Tek parti rejiminin yerini, 1945 yılında çok partili döneme bırakması ile İslamcı
hareket dışa yöneldi. İslamcılığı savunan birçok parti kurulmakla birlikte,
Anadolu’nun geleneksel orta-alt katmanlarını temsil eden İslamcı cemaatlerin çok
önemli bir kesimi, Kemalist gelenekten gelen A. Menderes’in Demokrat Parti
(DP)’sini desteklediler. Gümüşhanevi de önce DP’yi, daha sonra 1961’de
Süleyman Demirel’in Adalet partisi (AP)’ni destekledi.

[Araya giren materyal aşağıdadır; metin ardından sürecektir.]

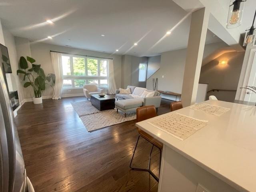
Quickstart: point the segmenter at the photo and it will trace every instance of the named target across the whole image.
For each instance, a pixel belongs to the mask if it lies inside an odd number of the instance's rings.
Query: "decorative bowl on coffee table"
[[[106,95],[105,94],[99,94],[99,96],[100,96],[100,97],[104,97],[104,96],[105,96]]]

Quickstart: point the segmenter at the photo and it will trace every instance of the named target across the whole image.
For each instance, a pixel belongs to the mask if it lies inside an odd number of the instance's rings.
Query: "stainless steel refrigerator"
[[[34,192],[26,174],[2,73],[0,67],[0,192]]]

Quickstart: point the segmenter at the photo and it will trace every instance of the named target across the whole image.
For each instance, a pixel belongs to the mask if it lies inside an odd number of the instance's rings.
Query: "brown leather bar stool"
[[[148,106],[144,106],[143,107],[138,108],[136,110],[137,112],[137,122],[140,122],[140,121],[144,121],[150,118],[152,118],[156,116],[156,108],[153,105]],[[160,168],[161,168],[161,159],[162,158],[162,151],[163,149],[163,144],[159,141],[158,140],[156,139],[153,137],[151,135],[148,134],[146,132],[142,131],[140,129],[138,128],[138,132],[140,135],[139,136],[138,140],[137,140],[137,143],[135,146],[135,148],[134,149],[134,152],[133,152],[133,154],[132,155],[132,160],[131,160],[131,163],[130,164],[130,167],[132,170],[137,170],[139,171],[146,171],[148,172],[158,182],[159,180],[159,177],[156,176],[155,174],[152,172],[150,170],[150,160],[151,158],[151,154],[152,154],[152,151],[153,151],[153,148],[154,146],[158,148],[160,151],[160,160],[159,163],[159,174],[160,174]],[[137,146],[140,137],[142,137],[147,140],[148,142],[152,144],[152,148],[151,148],[151,151],[150,152],[150,154],[149,155],[148,166],[148,169],[141,169],[140,168],[137,168],[132,167],[132,160],[135,153],[135,151],[137,148]]]
[[[181,101],[176,101],[171,103],[171,111],[182,109],[183,108]]]

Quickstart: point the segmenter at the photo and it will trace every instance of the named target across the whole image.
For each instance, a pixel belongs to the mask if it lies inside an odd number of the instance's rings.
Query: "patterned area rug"
[[[100,112],[92,105],[89,101],[72,102],[71,103],[79,117]]]
[[[120,110],[118,113],[114,110],[102,111],[99,113],[80,117],[82,122],[89,132],[98,130],[107,127],[131,121],[136,118],[136,113],[124,114]]]
[[[124,114],[120,110],[118,113],[116,110],[100,111],[88,101],[74,102],[71,104],[89,132],[136,118],[136,112],[128,113],[125,118]]]

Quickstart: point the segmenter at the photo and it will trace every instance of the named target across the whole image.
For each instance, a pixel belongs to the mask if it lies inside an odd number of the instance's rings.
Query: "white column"
[[[192,16],[182,92],[183,107],[196,102],[210,12],[202,8]]]
[[[4,33],[3,32],[3,29],[2,28],[2,23],[1,22],[1,19],[0,19],[0,43],[5,45],[4,42]]]

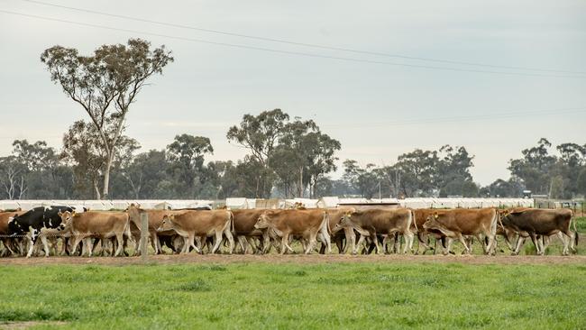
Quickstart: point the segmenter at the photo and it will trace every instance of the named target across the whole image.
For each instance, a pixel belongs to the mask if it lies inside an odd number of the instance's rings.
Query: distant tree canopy
[[[177,135],[165,150],[141,153],[136,153],[136,141],[121,137],[113,162],[111,197],[521,197],[523,189],[554,198],[586,194],[584,146],[560,144],[555,148],[559,155],[552,155],[553,148],[545,139],[522,151],[522,158],[510,160],[508,180],[498,179],[483,188],[473,182],[470,173],[473,156],[464,147],[449,145],[436,151],[416,149],[388,166],[370,163],[362,167],[356,160],[345,160],[342,177],[332,179],[327,175],[335,170],[340,142],[319,131],[313,121],[291,121],[279,112],[284,132],[279,133],[272,146],[257,149],[265,151],[264,160],[258,157],[261,153],[251,151],[235,161],[206,162],[206,157],[214,151],[210,140],[188,133]],[[65,134],[60,152],[44,142],[14,141],[12,154],[0,158],[0,197],[100,197],[96,182],[103,176],[105,155],[95,139],[93,126],[80,121]]]
[[[53,46],[41,60],[50,79],[78,104],[87,121],[71,124],[60,151],[43,141],[16,140],[0,157],[0,198],[225,198],[320,196],[519,197],[523,189],[555,198],[586,195],[586,144],[563,143],[552,151],[542,138],[510,160],[508,180],[481,188],[463,146],[415,149],[390,165],[345,160],[339,179],[339,141],[313,120],[281,109],[244,115],[226,133],[247,150],[242,160],[207,161],[209,138],[182,133],[163,150],[138,153],[124,134],[130,105],[146,81],[174,59],[164,46],[131,39],[103,45],[91,56]]]
[[[63,92],[82,106],[89,115],[95,135],[93,143],[101,149],[103,179],[101,195],[108,197],[110,170],[117,149],[123,142],[126,115],[146,80],[161,74],[167,64],[173,61],[170,51],[164,46],[151,50],[151,43],[131,39],[127,45],[103,45],[93,56],[81,56],[78,50],[53,46],[41,54],[50,79]],[[93,183],[97,188],[97,183]],[[99,196],[98,196],[99,197]]]

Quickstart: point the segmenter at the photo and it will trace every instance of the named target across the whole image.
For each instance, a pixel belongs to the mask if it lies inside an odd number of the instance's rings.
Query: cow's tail
[[[129,216],[128,221],[126,222],[126,225],[124,226],[124,232],[123,235],[126,235],[126,237],[128,237],[129,239],[133,240],[133,234],[130,231],[130,222],[131,221],[130,221],[130,216]],[[138,243],[138,242],[135,242],[135,243]]]
[[[573,243],[578,246],[579,234],[578,230],[576,230],[576,217],[573,214],[572,214],[572,219],[570,221],[573,222]]]
[[[505,226],[502,225],[502,221],[500,221],[500,215],[499,215],[499,210],[494,209],[494,216],[497,217],[497,221],[494,222],[494,233],[492,234],[496,235],[497,234],[497,225],[500,225],[502,229],[505,229]]]
[[[230,218],[230,231],[233,236],[236,236],[236,229],[234,229],[234,214],[228,211],[228,217]]]

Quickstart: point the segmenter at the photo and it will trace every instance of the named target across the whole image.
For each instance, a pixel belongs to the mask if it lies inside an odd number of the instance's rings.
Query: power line
[[[372,127],[372,126],[403,126],[410,124],[436,124],[436,123],[465,123],[465,122],[474,122],[478,120],[490,120],[490,119],[501,119],[501,118],[516,118],[516,117],[524,117],[529,115],[560,115],[560,114],[576,114],[576,113],[585,113],[586,106],[582,107],[573,107],[573,108],[563,108],[556,110],[536,110],[536,111],[525,111],[525,112],[509,112],[509,113],[500,113],[500,114],[490,114],[490,115],[459,115],[459,116],[446,116],[446,117],[435,117],[435,118],[420,118],[420,119],[407,119],[397,122],[378,122],[378,123],[355,123],[355,124],[325,124],[320,126],[322,127]]]
[[[256,36],[256,35],[251,35],[251,34],[236,33],[236,32],[225,32],[225,31],[219,31],[219,30],[214,30],[214,29],[206,29],[206,28],[201,28],[201,27],[196,27],[196,26],[190,26],[190,25],[184,25],[184,24],[178,24],[178,23],[167,23],[167,22],[149,20],[149,19],[134,17],[134,16],[126,16],[126,15],[121,15],[121,14],[117,14],[98,12],[98,11],[84,9],[84,8],[77,8],[77,7],[71,7],[71,6],[67,6],[67,5],[50,4],[50,3],[45,3],[45,2],[41,2],[41,1],[35,1],[35,0],[22,0],[22,1],[32,3],[32,4],[41,5],[57,7],[57,8],[68,9],[68,10],[72,10],[72,11],[77,11],[77,12],[98,14],[98,15],[103,15],[103,16],[116,17],[116,18],[122,18],[122,19],[131,20],[131,21],[135,21],[135,22],[149,23],[158,24],[158,25],[162,25],[162,26],[169,26],[169,27],[179,28],[179,29],[188,29],[188,30],[200,31],[200,32],[209,32],[209,33],[223,34],[223,35],[229,35],[229,36],[233,36],[233,37],[247,38],[247,39],[253,39],[253,40],[260,40],[260,41],[263,41],[285,43],[285,44],[290,44],[290,45],[295,45],[295,46],[317,48],[317,49],[329,50],[338,50],[338,51],[353,52],[353,53],[357,53],[357,54],[383,56],[383,57],[396,58],[396,59],[422,60],[422,61],[445,63],[445,64],[467,65],[467,66],[484,67],[484,68],[492,68],[492,69],[506,69],[529,70],[529,71],[541,71],[541,72],[570,73],[570,74],[580,74],[580,75],[586,74],[586,72],[583,72],[583,71],[570,71],[570,70],[561,70],[561,69],[536,69],[536,68],[517,67],[517,66],[502,66],[502,65],[468,62],[468,61],[458,61],[458,60],[438,60],[438,59],[423,58],[423,57],[417,57],[417,56],[407,56],[407,55],[401,55],[401,54],[390,54],[390,53],[379,52],[379,51],[362,50],[344,48],[344,47],[320,45],[320,44],[316,44],[316,43],[298,42],[298,41],[288,41],[288,40],[283,40],[283,39],[268,38],[268,37],[261,37],[261,36]]]
[[[402,126],[402,125],[411,125],[411,124],[436,124],[436,123],[466,123],[466,122],[474,122],[478,120],[490,120],[490,119],[501,119],[501,118],[516,118],[516,117],[525,117],[525,116],[536,116],[536,115],[569,115],[569,114],[579,114],[586,113],[586,106],[581,107],[570,107],[570,108],[560,108],[554,110],[535,110],[535,111],[524,111],[524,112],[508,112],[508,113],[499,113],[499,114],[490,114],[490,115],[458,115],[458,116],[445,116],[445,117],[435,117],[435,118],[410,118],[397,122],[379,122],[379,123],[353,123],[353,124],[320,124],[320,127],[341,127],[341,128],[353,128],[353,127],[364,127],[364,126]],[[226,124],[226,127],[230,126],[230,124]],[[0,135],[0,139],[15,139],[15,136],[22,134],[15,134],[14,136],[10,135]],[[151,135],[150,133],[149,135]],[[62,138],[61,135],[42,135],[47,138]],[[36,137],[34,139],[38,139]]]
[[[80,25],[80,26],[88,26],[88,27],[105,29],[105,30],[110,30],[110,31],[120,31],[120,32],[135,33],[135,34],[151,35],[151,36],[155,36],[155,37],[161,37],[161,38],[175,39],[175,40],[180,40],[180,41],[186,41],[206,43],[206,44],[212,44],[212,45],[217,45],[217,46],[241,48],[241,49],[269,51],[269,52],[287,54],[287,55],[297,55],[297,56],[303,56],[303,57],[309,57],[309,58],[338,60],[350,61],[350,62],[382,64],[382,65],[389,65],[389,66],[397,66],[397,67],[417,68],[417,69],[435,69],[435,70],[444,70],[444,71],[456,71],[456,72],[487,73],[487,74],[506,75],[506,76],[568,78],[577,78],[577,79],[584,79],[584,78],[586,78],[586,76],[564,76],[564,75],[545,75],[545,74],[524,73],[524,72],[490,71],[490,70],[480,70],[480,69],[457,69],[457,68],[434,67],[434,66],[426,66],[426,65],[385,62],[385,61],[362,60],[362,59],[355,59],[355,58],[346,58],[346,57],[315,54],[315,53],[307,53],[307,52],[301,52],[301,51],[281,50],[276,50],[276,49],[271,49],[271,48],[249,46],[249,45],[234,44],[234,43],[227,43],[227,42],[211,41],[206,41],[206,40],[202,40],[202,39],[195,39],[195,38],[179,37],[179,36],[173,36],[173,35],[169,35],[169,34],[153,33],[153,32],[147,32],[137,31],[137,30],[121,29],[121,28],[114,28],[114,27],[105,26],[105,25],[91,24],[91,23],[87,23],[69,21],[69,20],[63,20],[63,19],[59,19],[59,18],[46,17],[46,16],[41,16],[41,15],[30,14],[23,14],[23,13],[17,13],[17,12],[12,12],[12,11],[7,11],[7,10],[3,10],[3,9],[0,9],[0,13],[14,14],[14,15],[19,15],[19,16],[24,16],[24,17],[31,17],[31,18],[35,18],[35,19],[40,19],[40,20],[44,20],[44,21],[66,23]]]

Kotku’nun, üniversite öğrencilerine yönelik çabaları sonuç verdi ve özellikle
İstanbul Teknik Üniversitesi’nde yürüttüğü çalışmaların karşılığını aldı. Okulun en
parlak akademisyeni Prof. Dr. Necmettin Erbakan’ın yanı sıra Turgut Özal gibi
birçok “genç, zeki mühendis” bu cemaatin müdavimi oldu. Korkut Özal, Hüsnü
Doğan, Hasan Aksay, Temel Karamollaoğlu Recai Kutan, Cevat Ayhan, Ahmet
Tekdal, Nevzat Yalçıntaş gibi isimler dergâhın müdavimi oldular. Böylece Nakşilik,
yüzyıllar sonra “okumuş, şehirli aydın” tarikatı oldu. Aslında milli mektebi din
eğitimi almamış beyaz Müslüman aristokratların İslamcılığı oldu.
Milli Görüş
Cumhuriyet Türkiye’sinde İslamcılığın öncüsü Millî Görüş Hareketi’dir.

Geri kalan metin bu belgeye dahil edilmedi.